The importance of NOT relying on a scale.

The scale can be a huge help in measuring weight loss by pounds. Unfortunately, it’s easy to abuse the scale and its powers. The scale has the ability to tell you how much you weigh at any given time… now, when you’re seriously trying to lose weight, it becomes easy to develop an obsession with those numbers. A very common symptom of scale obsession is weighing yourself everyday, feeling anxious when you don’t, and consistently stepping on and off multiple times to see if the number gets lower the next time. News flash, ladies and gents- the scale is proven to be an INACCURATE depiction of your health. Here are a couple important things to remember:

  1. Lower scale numbers do not equal healthy and higher scale numbers do not equal unhealthy

This is so important!!! I cannot stress it enough! Weight fluctuations are NORMAL and they happen to everyone. Your weight can creep up to 5 lbs throughout the day from eating and drinking. This is something that cannot be reversed, and therefore, we must come to terms with. No one likes to see fluctuations, but they must happen in order to progress further.

2.  The BMI is a load of crap

I spent so long being bent out of shape because the BMI calculator was telling me that I was overweight for my height. The BMI is a GENERIC body modification calculator that does NOT attend to or consider different body types and different lifestyles. For instance, I run daily and lift weights, so I build a lot of muscle. Most of my weight is in muscle and I’m very toned, yet the BMI calculator still says I’m overweight. Sounds a little funky, right? That’s because it is. Don’t trust a ‘calculator’ to modify your health. Trust your instinct.
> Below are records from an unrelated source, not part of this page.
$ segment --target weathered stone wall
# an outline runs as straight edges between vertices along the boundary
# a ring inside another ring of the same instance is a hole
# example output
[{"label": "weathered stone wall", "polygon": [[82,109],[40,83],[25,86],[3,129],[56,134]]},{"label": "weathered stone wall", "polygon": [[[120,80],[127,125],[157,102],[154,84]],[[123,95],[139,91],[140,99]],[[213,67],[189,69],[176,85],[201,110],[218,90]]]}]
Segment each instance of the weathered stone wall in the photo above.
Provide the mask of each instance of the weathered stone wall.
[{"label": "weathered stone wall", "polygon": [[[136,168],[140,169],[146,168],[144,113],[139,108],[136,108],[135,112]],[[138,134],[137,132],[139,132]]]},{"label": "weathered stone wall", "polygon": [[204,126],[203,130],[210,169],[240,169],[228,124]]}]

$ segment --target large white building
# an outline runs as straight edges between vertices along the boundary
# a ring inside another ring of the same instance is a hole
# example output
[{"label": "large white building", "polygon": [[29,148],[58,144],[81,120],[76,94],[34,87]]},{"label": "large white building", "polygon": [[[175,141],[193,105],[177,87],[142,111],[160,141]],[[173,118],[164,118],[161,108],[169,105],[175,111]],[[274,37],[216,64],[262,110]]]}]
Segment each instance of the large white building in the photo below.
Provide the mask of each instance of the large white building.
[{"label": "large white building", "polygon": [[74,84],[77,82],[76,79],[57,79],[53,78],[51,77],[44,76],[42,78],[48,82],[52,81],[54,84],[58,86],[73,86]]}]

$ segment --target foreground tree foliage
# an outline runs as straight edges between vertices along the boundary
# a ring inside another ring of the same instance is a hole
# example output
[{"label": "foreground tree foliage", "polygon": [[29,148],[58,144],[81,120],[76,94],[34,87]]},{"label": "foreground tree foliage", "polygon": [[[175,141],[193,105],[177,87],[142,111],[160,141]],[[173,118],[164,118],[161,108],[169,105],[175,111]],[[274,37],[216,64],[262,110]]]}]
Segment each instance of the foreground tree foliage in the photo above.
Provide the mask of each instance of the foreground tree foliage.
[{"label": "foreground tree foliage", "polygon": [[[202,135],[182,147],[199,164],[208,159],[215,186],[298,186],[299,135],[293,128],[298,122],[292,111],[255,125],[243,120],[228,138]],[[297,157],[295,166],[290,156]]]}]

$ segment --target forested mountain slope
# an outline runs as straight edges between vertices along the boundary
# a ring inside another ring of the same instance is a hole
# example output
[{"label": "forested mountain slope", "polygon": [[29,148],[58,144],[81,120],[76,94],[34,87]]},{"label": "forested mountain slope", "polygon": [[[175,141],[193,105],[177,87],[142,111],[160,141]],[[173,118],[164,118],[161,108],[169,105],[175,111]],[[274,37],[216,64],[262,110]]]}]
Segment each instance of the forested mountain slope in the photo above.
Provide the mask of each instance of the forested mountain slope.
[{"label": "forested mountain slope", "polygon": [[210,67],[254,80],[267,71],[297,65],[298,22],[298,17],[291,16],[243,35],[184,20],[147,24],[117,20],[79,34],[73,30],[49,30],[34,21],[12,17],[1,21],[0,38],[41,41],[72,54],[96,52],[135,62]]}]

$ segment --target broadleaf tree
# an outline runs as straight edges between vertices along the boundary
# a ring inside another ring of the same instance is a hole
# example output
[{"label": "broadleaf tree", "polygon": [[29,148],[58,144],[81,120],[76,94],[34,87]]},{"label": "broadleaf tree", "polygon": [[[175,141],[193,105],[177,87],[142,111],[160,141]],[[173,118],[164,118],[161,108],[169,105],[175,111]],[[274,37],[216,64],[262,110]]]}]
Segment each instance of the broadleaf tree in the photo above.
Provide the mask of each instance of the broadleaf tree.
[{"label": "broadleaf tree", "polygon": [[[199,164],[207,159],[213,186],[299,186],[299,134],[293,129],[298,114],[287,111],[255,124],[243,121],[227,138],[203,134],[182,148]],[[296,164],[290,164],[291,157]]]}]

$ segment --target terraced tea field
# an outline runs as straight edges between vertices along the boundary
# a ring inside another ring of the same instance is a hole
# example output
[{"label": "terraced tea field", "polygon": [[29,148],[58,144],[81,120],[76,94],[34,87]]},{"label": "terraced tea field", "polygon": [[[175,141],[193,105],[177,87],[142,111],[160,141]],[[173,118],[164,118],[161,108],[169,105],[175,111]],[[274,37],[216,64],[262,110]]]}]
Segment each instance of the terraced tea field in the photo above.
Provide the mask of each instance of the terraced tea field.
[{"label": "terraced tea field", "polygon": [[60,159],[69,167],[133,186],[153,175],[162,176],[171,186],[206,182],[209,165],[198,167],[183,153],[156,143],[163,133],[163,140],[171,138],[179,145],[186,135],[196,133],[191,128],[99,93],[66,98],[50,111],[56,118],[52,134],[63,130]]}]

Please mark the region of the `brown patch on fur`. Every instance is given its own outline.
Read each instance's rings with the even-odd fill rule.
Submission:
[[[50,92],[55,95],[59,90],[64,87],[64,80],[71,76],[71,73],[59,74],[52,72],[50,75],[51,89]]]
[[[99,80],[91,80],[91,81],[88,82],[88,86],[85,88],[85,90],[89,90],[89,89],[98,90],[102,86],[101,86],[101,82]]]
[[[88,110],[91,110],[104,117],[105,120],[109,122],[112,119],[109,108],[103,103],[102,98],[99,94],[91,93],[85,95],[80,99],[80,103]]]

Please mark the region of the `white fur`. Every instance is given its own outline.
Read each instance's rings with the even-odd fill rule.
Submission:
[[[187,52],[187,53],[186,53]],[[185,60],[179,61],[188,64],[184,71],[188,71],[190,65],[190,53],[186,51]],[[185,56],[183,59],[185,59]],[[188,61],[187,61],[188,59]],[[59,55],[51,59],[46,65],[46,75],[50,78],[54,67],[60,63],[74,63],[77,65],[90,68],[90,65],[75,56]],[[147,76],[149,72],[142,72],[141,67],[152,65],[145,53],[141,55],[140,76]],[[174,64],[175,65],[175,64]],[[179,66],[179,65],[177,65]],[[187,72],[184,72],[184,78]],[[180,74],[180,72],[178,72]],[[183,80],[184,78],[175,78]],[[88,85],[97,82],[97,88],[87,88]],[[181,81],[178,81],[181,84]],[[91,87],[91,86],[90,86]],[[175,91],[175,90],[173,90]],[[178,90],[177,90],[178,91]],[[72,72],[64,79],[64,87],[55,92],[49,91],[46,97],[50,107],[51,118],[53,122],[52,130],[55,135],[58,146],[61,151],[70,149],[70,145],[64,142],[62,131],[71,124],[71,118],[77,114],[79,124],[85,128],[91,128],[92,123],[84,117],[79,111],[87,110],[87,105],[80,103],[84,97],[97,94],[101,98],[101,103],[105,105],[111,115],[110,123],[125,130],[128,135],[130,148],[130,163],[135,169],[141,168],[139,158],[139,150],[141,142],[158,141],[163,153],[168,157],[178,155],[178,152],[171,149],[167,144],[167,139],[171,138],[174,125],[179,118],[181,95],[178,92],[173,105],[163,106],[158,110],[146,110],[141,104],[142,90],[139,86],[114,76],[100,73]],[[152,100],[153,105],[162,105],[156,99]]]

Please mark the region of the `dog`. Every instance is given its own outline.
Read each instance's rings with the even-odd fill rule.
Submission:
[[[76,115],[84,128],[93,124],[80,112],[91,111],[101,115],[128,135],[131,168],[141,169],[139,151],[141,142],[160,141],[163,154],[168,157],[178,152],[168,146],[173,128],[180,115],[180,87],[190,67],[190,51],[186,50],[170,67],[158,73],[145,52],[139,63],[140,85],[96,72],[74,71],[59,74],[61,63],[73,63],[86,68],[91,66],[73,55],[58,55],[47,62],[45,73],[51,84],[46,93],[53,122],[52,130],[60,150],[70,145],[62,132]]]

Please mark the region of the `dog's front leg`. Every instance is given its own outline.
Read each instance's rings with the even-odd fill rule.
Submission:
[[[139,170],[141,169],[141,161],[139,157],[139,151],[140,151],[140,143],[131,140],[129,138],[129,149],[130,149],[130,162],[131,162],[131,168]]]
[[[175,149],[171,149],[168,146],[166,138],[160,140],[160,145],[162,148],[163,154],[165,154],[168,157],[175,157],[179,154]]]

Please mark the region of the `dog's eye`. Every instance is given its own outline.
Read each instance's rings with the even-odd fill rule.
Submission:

3.  Weighing in once a week is better for your mental health rather than weighing in everyday

I used to weigh in everyday, and found myself becoming obsessed with those numbers. Whenever they weren’t moving, or crept up even two ounces, I’d lose my mind. It’s proven to better your mental health and also heighten your chances of weight loss to weigh in only once per week, same day, same time.

In short, do not rely on other forms of generic weight/health modification charts or scales. Only YOU know what’s best for YOU. The scale becomes useless when it allows you to think negative thoughts about yourself. It’s all about how you feel and look, not the number on the scale or where you fall on a body weight chart. Remembering these tips will surely help ease the mind when transitioning into a healthier you.